Pada perdagangan sesi I, Jumat (15/8/2025), IHSG ditutup di 7.926,45. Dalam intraday, indeks sempat mencapai level tertinggi harian 8.017, melewati titik resistance 8.000.
Mahendra menekankan, pergerakan indeks mencerminkan tidak hanya kinerja perusahaan besar yang masuk LQ45, tetapi juga emiten papan menengah.
“IHSG kini dengan hampir 1.000 perusahaan terbuka semakin mencerminkan kinerja menyeluruh semua emiten di bursa, bukan hanya perusahaan besar,” ujar Mahendra, dikutip Jumat (15/8/2025).
Menurutnya, capaian ini juga merefleksikan sentimen positif pasar terhadap ekonomi domestik dan global. Ketidakpastian global dinilai mulai mereda, sementara pertumbuhan ekonomi kuartal II 2025 memberi sinyal ketahanan perekonomian nasional.
Ia menambahkan, pertumbuhan ekonomi saat ini didorong oleh berbagai faktor, mulai dari investasi, ekspor-impor (terutama impor barang modal), hingga belanja modal pemerintah. Kepercayaan konsumen dan produsen yang membaik turut memperkuat optimisme pasar.
Terkait potensi koreksi akibat kenaikan harga saham-saham di luar LQ45 yang cenderung lebih fluktuatif, Mahendra menegaskan bahwa basis kenaikan IHSG tetap berpijak pada fundamental.
“Fundamental ini tidak berubah setiap saat. Memang ada pihak yang memanfaatkan fluktuasi harga, tetapi secara menyeluruh, kinerja perusahaan di bursa lebih banyak yang positif,” katanya.
Data OJK hingga awal Agustus 2025 menunjukkan, dari sekitar 800 emiten yang menyampaikan laporan keuangan semester I-2025, sebanyak 74 persen membukukan laba, dan 53 persen di antaranya mencatat pertumbuhan laba dibanding periode sama tahun sebelumnya.

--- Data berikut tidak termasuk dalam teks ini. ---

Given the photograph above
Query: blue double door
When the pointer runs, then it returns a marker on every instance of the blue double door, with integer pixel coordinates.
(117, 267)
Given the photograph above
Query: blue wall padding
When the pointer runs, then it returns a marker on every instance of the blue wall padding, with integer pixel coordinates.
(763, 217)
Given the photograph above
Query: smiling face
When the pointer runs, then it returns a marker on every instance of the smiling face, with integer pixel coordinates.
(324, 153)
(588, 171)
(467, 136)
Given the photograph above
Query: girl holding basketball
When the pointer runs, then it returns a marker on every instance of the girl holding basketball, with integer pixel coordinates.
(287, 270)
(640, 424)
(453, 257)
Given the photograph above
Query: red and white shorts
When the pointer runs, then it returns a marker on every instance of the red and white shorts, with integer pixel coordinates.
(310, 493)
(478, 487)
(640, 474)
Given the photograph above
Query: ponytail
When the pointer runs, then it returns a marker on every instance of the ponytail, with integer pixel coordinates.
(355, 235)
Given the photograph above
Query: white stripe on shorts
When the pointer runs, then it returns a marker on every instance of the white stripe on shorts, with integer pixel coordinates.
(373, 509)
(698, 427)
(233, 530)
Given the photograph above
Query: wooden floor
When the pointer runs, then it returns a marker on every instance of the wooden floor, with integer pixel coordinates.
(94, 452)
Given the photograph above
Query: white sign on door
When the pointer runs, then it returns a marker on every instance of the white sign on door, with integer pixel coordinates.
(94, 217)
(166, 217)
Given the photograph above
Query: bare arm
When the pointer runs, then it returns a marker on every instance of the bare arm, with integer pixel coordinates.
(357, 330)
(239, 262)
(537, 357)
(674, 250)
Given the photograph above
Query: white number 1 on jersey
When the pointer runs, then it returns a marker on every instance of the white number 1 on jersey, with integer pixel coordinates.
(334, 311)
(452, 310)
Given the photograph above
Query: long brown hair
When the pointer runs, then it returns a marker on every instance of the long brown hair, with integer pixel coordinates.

Kepala Eksekutif Pengawas Pasar Modal, Keuangan Derivatif, dan Bursa Karbon OJK, Inarno Djajadi, menjelaskan laba bersih emiten secara agregat pada semester pertama 2025 tumbuh 21,2 persen secara tahunan. Kenaikan ini terutama ditopang sektor bahan baku (basic materials), barang konsumsi siklikal (consumer cyclicals), dan teknologi. Sementara sektor energi belum memberi kontribusi signifikan karena penurunan harga komoditas sejak kuartal I-2025.